Os sindicalistas contribuíram decisivamente para conter o alastramento do desemprego durante os anos de crise econômica. Eles lutaram pela jornada reduzida e por programas conjunturais; durante anos sacrificaram as próprias exigências salariais em favor da segurança empregatícia; fecharam acordos tarifários por essa segurança e alianças para o trabalho. Mas quase ninguém honrou devidamente esse engajamento dos sindicatos.
E hoje? A solidariedade sindicalista das últimas décadas também contribuiu para que a Alemanha se transformasse num polo de atração para os que procuram refúgio, gente escapando de guerras, de guerras civis, de perseguição política ou racista. Por isso o país tem responsabilidade de acolher e de dar um processo decisivo justo e ágil para as solicitações de asilo; e responsabilidade também pela integração dos refugiados.

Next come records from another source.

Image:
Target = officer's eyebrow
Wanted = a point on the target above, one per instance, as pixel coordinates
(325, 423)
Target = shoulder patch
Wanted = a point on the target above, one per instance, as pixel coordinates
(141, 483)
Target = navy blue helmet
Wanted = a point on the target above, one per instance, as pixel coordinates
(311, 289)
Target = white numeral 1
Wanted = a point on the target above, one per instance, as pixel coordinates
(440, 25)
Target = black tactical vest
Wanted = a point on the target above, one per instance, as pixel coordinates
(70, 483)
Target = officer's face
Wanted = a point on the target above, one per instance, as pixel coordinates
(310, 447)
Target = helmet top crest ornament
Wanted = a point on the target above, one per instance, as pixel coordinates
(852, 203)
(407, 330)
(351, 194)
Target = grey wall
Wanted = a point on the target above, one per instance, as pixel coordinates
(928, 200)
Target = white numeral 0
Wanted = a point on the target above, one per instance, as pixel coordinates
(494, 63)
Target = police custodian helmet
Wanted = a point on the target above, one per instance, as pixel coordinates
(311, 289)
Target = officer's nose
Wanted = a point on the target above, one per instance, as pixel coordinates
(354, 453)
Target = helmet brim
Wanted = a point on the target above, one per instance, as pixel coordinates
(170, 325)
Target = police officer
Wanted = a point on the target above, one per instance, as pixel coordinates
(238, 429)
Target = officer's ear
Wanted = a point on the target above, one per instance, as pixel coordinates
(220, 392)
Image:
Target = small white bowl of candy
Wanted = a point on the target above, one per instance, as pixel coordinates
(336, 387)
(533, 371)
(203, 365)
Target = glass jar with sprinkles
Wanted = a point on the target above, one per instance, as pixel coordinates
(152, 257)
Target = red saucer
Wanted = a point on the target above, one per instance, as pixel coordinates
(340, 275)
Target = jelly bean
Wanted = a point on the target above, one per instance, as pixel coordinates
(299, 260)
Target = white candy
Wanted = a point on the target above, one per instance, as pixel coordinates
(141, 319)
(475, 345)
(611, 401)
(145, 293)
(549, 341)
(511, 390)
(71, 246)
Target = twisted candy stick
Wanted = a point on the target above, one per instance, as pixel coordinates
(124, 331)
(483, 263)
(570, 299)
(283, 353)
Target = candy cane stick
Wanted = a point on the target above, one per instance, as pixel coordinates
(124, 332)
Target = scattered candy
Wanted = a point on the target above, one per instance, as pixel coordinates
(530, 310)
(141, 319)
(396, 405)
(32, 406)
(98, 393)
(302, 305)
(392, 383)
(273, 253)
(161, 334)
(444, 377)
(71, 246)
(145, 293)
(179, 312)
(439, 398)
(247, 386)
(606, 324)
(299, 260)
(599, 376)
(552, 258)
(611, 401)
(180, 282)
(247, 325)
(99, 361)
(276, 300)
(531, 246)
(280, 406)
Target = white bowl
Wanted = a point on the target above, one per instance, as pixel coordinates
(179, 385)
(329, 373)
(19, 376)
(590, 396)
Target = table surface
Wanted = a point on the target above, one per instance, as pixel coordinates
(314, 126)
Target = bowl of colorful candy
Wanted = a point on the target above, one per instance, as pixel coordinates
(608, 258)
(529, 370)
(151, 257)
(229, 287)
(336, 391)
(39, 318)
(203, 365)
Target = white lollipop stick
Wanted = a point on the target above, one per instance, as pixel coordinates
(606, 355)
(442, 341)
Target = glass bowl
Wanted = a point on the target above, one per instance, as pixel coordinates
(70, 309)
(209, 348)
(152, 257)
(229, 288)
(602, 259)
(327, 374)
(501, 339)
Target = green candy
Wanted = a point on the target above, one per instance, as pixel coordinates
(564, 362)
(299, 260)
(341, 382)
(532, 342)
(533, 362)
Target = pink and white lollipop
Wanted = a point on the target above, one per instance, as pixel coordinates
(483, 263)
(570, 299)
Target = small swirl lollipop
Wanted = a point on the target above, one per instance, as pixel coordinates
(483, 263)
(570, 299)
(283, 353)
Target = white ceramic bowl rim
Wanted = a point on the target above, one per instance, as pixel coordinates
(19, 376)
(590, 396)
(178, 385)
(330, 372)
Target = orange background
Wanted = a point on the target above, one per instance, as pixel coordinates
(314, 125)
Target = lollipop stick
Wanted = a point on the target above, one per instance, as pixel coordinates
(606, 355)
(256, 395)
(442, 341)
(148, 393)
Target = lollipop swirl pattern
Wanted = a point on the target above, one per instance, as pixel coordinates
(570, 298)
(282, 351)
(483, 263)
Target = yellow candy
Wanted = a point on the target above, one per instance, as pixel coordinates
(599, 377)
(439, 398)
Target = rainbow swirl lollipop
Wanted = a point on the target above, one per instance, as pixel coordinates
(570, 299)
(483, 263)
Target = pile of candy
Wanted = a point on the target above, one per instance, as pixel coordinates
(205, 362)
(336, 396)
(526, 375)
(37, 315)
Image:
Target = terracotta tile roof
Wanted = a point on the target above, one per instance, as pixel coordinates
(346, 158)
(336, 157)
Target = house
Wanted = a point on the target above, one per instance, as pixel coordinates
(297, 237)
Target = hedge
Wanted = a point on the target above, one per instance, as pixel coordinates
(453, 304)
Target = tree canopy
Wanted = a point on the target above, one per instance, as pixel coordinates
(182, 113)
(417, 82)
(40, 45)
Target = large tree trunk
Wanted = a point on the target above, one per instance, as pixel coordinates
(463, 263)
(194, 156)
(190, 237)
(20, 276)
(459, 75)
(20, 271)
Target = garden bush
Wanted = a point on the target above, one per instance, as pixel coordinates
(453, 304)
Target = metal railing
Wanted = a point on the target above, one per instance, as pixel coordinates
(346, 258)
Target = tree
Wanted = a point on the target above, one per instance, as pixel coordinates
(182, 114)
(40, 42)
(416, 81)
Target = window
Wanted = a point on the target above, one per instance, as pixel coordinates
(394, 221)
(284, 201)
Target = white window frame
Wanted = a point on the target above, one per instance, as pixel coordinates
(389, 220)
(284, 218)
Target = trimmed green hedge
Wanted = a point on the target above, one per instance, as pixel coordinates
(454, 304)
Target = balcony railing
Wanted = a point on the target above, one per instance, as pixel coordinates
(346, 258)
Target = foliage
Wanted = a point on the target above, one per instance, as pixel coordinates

Por isso "Hora de mais solidariedade!" é um slogan adequado para o 1º de Maio. Os sindicalistas querem encarar os desafios da política de refugiados, eles exigem ofertas abrangentes de cursos de idioma e de integração, treinamento e aperfeiçoamento profissional, apoio às comunidades que se empenham pela integração.
E valorizam a constatação de que a política para refugiados não pode ser explorada para confrontações de política partidária. Só resta torcer que esse engajamento seja levado mais a sério e seja mais reconhecido do que nos últimos anos. Que os sindicatos o merecem, não há dúvida.